The third and final area of overlap between research on chronic illness and that on disability is how neither exist in isolation from other factors that influence people’s lives. The contemporary focus on the intersectionality of social categories draws questions of gender, ethnicity/race, class, age and sexuality into understanding how the key dynamics we are exploring here of vulnerability, difference, discrimination occur in the context of chronic illness and disability. As a side point we think it is worth pointing out that there is a greater willingness in work on disability and chronic illness to engage with the significance of other social categories than exists in the willingness of research of other social categories to draw disability and illness into their accounts. If we look at gender briefly we can point to research looking at areas such as (a) the gendering of chronic illness via how women are diagnosed and treated (e.g. Church 2016; Langer 2016; Neitzke 2016); (b) the long term repositioning of women’s reproductive capacities into illness (Shor and Moreh-Kremer 2016); (c) the way societal norms regarding masculinity can form a barrier to treatment (Heckert 2016) as well as many others. In the paper here looking at bleeding disorders by Diesen & Grut, intersections of impairment and gender is examined to produce an argument that a particular illness may not become similarly disabling for men and for women due to a variety of gendered factors. This paper also draws in disability studies perspectives by examining the varied social consequences of the material limitations that emerge from unresponsive environments.

Concluding reflections

Connecting the papers in the first issue 2017 of SJDR is chronic illness, or a critical repositioning of how we engage with chronic illness, institutional responses (particularly recovery and rehabilitation) and the languages available to understand them. This repositioning is enabled by drawing upon contemporary ways social research on chronic illness engages with notions of self-management, expressions of governmentality and discrimination, and the continuing influence of medicine (including increasingly the neurosciences) in social meanings of both disability and chronic illness. Collectively the papers within the issue reflect the possible reframings that can emerge via productive border crossings between disability studies and social research on chronic illness.
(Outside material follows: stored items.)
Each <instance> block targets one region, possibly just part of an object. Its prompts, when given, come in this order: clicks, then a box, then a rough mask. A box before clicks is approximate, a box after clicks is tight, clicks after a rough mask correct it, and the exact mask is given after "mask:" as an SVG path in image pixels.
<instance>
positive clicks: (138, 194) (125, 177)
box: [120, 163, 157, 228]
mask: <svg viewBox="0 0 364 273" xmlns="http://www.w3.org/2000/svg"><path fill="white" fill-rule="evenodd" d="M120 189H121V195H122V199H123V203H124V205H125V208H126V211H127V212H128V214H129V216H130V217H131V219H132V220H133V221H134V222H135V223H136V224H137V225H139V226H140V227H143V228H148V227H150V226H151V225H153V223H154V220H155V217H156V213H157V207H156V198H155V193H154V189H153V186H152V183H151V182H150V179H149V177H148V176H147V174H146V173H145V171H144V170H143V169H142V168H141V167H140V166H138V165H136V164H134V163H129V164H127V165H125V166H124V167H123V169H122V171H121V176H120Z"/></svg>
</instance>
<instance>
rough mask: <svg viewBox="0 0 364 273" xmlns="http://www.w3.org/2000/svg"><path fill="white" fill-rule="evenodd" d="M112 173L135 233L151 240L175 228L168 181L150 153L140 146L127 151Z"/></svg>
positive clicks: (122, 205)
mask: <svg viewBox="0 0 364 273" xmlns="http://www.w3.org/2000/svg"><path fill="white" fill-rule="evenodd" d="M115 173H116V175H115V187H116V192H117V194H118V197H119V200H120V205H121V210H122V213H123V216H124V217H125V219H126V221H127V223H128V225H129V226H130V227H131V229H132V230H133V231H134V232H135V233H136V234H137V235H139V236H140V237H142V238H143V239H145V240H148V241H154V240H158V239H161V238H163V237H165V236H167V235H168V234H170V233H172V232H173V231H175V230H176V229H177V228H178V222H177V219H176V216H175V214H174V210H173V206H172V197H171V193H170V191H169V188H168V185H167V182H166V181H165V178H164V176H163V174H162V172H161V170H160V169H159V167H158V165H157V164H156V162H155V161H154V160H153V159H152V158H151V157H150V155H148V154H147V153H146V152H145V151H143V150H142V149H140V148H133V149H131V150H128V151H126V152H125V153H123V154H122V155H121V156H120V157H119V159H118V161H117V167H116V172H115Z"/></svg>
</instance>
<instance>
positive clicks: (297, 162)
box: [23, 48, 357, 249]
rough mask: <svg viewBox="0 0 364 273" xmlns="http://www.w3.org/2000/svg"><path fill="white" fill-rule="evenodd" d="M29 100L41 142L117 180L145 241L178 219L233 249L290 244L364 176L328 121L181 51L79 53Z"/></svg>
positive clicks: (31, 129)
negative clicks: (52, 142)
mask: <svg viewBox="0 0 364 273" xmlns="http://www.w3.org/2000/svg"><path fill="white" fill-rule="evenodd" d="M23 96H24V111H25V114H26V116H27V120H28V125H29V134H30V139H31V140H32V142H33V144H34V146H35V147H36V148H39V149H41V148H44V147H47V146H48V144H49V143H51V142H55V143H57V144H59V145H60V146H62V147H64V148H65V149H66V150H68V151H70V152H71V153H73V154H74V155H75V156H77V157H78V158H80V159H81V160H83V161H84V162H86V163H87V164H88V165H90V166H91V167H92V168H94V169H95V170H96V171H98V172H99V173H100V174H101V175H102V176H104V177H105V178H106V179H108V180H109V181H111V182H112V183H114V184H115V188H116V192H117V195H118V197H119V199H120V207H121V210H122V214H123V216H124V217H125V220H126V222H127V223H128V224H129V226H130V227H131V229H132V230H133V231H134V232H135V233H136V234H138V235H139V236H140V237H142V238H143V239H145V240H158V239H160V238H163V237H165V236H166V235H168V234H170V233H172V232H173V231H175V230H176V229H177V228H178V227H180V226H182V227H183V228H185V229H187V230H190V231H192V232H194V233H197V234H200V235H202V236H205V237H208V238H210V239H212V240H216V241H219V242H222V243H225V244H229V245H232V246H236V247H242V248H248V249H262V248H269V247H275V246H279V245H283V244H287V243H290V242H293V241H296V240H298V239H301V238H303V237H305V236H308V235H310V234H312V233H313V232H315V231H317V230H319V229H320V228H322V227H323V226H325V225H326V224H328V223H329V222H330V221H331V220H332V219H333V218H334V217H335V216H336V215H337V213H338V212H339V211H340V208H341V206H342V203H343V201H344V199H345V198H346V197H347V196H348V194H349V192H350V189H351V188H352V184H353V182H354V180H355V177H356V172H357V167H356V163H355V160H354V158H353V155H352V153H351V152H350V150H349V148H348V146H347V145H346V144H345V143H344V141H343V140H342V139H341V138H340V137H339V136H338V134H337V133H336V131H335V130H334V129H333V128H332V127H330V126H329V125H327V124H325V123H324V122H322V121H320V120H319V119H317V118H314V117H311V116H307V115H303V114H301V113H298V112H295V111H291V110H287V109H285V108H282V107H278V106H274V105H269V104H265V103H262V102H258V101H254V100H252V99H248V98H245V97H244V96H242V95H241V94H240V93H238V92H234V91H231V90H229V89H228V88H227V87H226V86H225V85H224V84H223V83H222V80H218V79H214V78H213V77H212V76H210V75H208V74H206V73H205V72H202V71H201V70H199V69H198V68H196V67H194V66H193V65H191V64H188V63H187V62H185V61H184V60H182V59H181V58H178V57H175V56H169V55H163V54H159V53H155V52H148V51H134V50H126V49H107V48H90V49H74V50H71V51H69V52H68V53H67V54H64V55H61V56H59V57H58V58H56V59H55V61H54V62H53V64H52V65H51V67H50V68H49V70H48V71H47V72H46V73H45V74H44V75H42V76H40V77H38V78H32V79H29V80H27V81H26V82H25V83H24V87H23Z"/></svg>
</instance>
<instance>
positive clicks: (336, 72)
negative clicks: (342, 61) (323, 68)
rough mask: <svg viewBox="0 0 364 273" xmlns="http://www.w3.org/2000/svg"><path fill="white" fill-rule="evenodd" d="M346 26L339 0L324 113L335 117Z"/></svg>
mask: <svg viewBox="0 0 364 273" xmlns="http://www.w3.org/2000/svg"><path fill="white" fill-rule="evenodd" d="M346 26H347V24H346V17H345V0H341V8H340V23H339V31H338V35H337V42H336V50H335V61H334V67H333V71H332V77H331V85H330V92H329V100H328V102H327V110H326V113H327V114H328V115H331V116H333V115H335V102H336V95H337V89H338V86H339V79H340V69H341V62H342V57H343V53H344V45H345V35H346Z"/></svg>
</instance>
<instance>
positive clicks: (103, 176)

We have chosen to engage with three fruitful cross roads; the (dis)locatedness or the spatiality of both chronic illness and disability; how both chronic illness and disability is being produced through (dis)abling institutions and policies and in the intersections with other social categories. All include critically looking at how both chronic illness and disability are produced in relation to ability and wellness through a diverse range of spatial, institutional and intersectional practices. Through thinking about meanings of language, the body, normality and institutional power joint testimony becomes possible of dynamics of stigma, discrimination and marginalization, alongside alternative imaginaries.